Defendant Lee's defense was undertaken by the Louisiana Insurance Guaranty Association, which did not plead lack of means or introduce any evidence of his inability to respond in damages. His discovery deposition was taken by plaintiffs and reveals his occupation as a carpenter, but no other information relating to his income.
As the Court of Appeal noted, the testimony of Dr. Alford might have been helpful in explaining the gaps in Sandra Harris' medical treatment. It might also have illuminated the source of her functional overlay of anxiety and neurosis. In the absence of any corroborating evidence from medical or lay witnesses to connect Sandra Harris' subjective complaints with the accident, the Court of Appeal did not err in amending the awards to correct an abuse of discretion. Therefore, the judgment of the Court of Appeal is affirmed insofar as it awarded judgment to Roy Harris on behalf of the community against Frank M. Lee of $7,675. The judgment of the Court of Appeal is affirmed in its award to Sandra Harris against Frank M. Lee of $10,000 but *1148 is amended to add to that sum the $100 deductible credited against LIGA's liability.

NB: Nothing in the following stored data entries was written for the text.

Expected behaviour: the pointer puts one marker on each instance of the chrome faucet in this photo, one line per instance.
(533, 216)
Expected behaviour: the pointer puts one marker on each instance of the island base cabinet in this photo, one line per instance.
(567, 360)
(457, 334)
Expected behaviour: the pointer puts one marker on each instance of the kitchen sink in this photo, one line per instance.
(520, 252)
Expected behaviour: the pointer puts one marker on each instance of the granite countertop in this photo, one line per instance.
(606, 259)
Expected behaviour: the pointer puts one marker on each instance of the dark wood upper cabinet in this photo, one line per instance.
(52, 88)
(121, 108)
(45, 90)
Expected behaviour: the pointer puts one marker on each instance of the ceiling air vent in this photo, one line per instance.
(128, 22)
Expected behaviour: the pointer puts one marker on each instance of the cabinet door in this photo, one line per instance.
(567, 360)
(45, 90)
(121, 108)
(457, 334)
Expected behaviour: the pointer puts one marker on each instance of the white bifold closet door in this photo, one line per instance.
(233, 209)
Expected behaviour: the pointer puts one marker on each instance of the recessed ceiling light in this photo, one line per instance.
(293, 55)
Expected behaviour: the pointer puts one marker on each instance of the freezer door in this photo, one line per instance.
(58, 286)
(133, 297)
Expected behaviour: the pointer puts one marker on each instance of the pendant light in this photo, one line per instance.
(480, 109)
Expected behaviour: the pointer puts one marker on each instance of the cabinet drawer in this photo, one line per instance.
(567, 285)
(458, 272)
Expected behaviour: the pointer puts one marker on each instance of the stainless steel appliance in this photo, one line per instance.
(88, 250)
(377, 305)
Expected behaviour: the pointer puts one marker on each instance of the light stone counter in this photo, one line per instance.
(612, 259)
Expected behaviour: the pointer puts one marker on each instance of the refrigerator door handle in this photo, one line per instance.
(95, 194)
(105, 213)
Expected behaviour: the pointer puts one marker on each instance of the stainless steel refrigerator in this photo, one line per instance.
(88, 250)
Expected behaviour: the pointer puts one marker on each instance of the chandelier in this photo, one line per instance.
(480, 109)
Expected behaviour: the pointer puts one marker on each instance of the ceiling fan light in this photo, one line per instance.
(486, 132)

For the foregoing reasons, the judgment of the Court of Appeal is amended in part and affirmed in part.
AMENDED AND AFFIRMED.
CALOGERO, J., concurs and assigns reasons.
CALOGERO, Justice, concurring.
I concur in the result reached by the majority because I agree with the majority's questioning whether R.S. 22:1386 is applicable where, as here, the plaintiff's damages, minus any recovery from other insurance, exceed LIGA's liability; and the intent of the statute is to reduce LIGA's exposure by denying a claimant double recovery.
However, I am not fully convinced that R.S. 22:1386(1) and its "exhaustion" provisions are not normally applicable to a health and accident policy claim of a plaintiff. Nor am I convinced that this case is controlled by Hickerson v. Protective National Insurance Co., 383 So. 2d 377 (La.1980). In Hickerson, we were confronted with subrogation considerations and circular claims. Here, there are no subrogation rights involved and thus the cases are distinguishable. Additionally, if R.S. 22:1386 does not apply to a situation like the present, involving health and accident insurance where there are no subrogation rights, then I can not perceive of any situation in which it applies.NOTES
 The issue presented in Hickerson was whether a plaintiff, injured in a car accident, could proceed directly against LIGA, as the insurer of the defendant, or whether plaintiff had to first exhaust his claims against his own uninsured motorist insurer. If plaintiff collected from his own insurer, the insurance company would have been subrogated to the rights plaintiff had against defendant, would then have had to sue defendant, and then LIGA would ultimately have been held liable on the claim. Rather than require this multiple litigation, the Court in Hickerson held that R.S. 22:1386 did not prevent plaintiff from proceeding directly against LIGA for the damages he sustained.